Look at me go! With my rejuvenated zeal for this project, I'm already 20% finished #77, The Golden Notebook. I'm still not really sure what to think of the book yet. Some parts are interesting, some not so much. As a result, some parts seems to be moving a little faster than others. And the way the book is written, I think I have a good idea of which parts are going to be the quicker reads. Regardless, this shouldn't be one that gets me bogged down too much.
One thing of note is a reference to another list book, something that has always interested me. In The Golden Notebook, one character calls another couple "The Gatsbys", an obvious reference to Fitzgerald's novel, to remark on their social nature.
I recall the first time a list book referred to another, when Gary from The Corrections was reading The Lion, the Witch, and the Wardrobe to his children. At the time I found it very interesting, and I suppose quite surprising. Having read an additional 64 list books, it isn't as surprising anymore but it is still interesting. To me anyway.

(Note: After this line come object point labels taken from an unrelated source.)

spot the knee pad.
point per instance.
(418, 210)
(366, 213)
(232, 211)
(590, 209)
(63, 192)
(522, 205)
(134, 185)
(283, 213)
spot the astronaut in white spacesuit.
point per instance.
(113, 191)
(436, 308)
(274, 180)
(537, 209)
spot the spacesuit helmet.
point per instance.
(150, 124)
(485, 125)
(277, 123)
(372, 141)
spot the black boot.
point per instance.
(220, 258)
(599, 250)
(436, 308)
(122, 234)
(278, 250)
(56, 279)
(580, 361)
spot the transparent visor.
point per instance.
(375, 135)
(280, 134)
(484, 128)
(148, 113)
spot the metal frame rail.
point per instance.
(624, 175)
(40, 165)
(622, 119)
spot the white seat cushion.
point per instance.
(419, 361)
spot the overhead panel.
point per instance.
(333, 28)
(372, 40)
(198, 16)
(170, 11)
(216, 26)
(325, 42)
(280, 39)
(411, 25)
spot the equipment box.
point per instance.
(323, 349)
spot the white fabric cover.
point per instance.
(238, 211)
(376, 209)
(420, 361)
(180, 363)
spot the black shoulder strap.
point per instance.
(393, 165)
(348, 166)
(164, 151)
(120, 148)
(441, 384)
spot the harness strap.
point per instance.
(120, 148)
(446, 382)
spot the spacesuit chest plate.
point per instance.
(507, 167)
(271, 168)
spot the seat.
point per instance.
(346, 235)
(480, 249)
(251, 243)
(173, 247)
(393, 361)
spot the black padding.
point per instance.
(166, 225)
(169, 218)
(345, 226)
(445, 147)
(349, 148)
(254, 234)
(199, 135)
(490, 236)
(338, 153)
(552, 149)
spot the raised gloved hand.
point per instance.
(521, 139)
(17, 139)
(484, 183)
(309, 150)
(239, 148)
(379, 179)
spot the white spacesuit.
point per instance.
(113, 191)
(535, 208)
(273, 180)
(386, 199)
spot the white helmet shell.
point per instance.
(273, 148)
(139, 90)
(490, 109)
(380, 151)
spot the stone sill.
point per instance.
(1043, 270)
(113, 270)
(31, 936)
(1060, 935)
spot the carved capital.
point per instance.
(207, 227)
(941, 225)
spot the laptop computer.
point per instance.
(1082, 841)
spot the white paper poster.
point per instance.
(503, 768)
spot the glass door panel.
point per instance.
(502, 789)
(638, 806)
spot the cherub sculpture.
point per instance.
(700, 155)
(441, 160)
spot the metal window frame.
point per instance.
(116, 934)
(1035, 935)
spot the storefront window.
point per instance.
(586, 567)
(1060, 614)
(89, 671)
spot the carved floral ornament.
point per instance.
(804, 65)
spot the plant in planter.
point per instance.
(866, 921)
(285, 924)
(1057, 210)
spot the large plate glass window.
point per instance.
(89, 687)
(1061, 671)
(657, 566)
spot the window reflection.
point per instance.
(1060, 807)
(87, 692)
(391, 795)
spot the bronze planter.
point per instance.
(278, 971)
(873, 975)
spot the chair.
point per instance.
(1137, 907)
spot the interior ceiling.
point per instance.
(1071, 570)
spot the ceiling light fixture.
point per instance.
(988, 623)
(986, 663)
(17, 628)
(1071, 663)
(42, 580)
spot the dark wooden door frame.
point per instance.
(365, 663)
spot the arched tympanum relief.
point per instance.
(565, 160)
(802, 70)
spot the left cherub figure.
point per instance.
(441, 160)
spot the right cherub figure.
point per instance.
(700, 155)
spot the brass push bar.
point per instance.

The last book to reference another, was White Teeth, which easily holds the current record for most references to other list books, with six. A Passage to India is read, Judy Blume, EM Forester, and Vladimir Nabokov are quoted, The Catcher in the Rye is burned, and Salman Rushdie is protested.
I suppose I should summarize all these references sometime...another day perhaps.
Back to The Golden Notebook, while my progress is going quite well, it has been hampered by one of my book club reads; 11/22/63 by Stephen King. I don't think I've ever been more enticed by a book. I am actually having trouble putting it down (except to rest my arms, as it is quite heavy). To make sure I don't put Notebook aside, I've made a deal with myself; I can read a chapter from 11/22/63 for every 20 pages I read from Notebook. It's working so far.
It also has me understanding why Stephen King has sold so many books. I'd only previously read The Shining (in January of this year), and loved it. I was expecting the writing to be more, how do I put it, Cuslleresque, but that isn't the case at all, it is fantastic. Plus the stories are pretty interesting as well. I can envisioning a day when I attempt to read all his books, which off the top of my head, could be a list longer than the one I'm currently reading.
Now if you'll excuse me, I have 20 pages of The Golden Notebook to get to.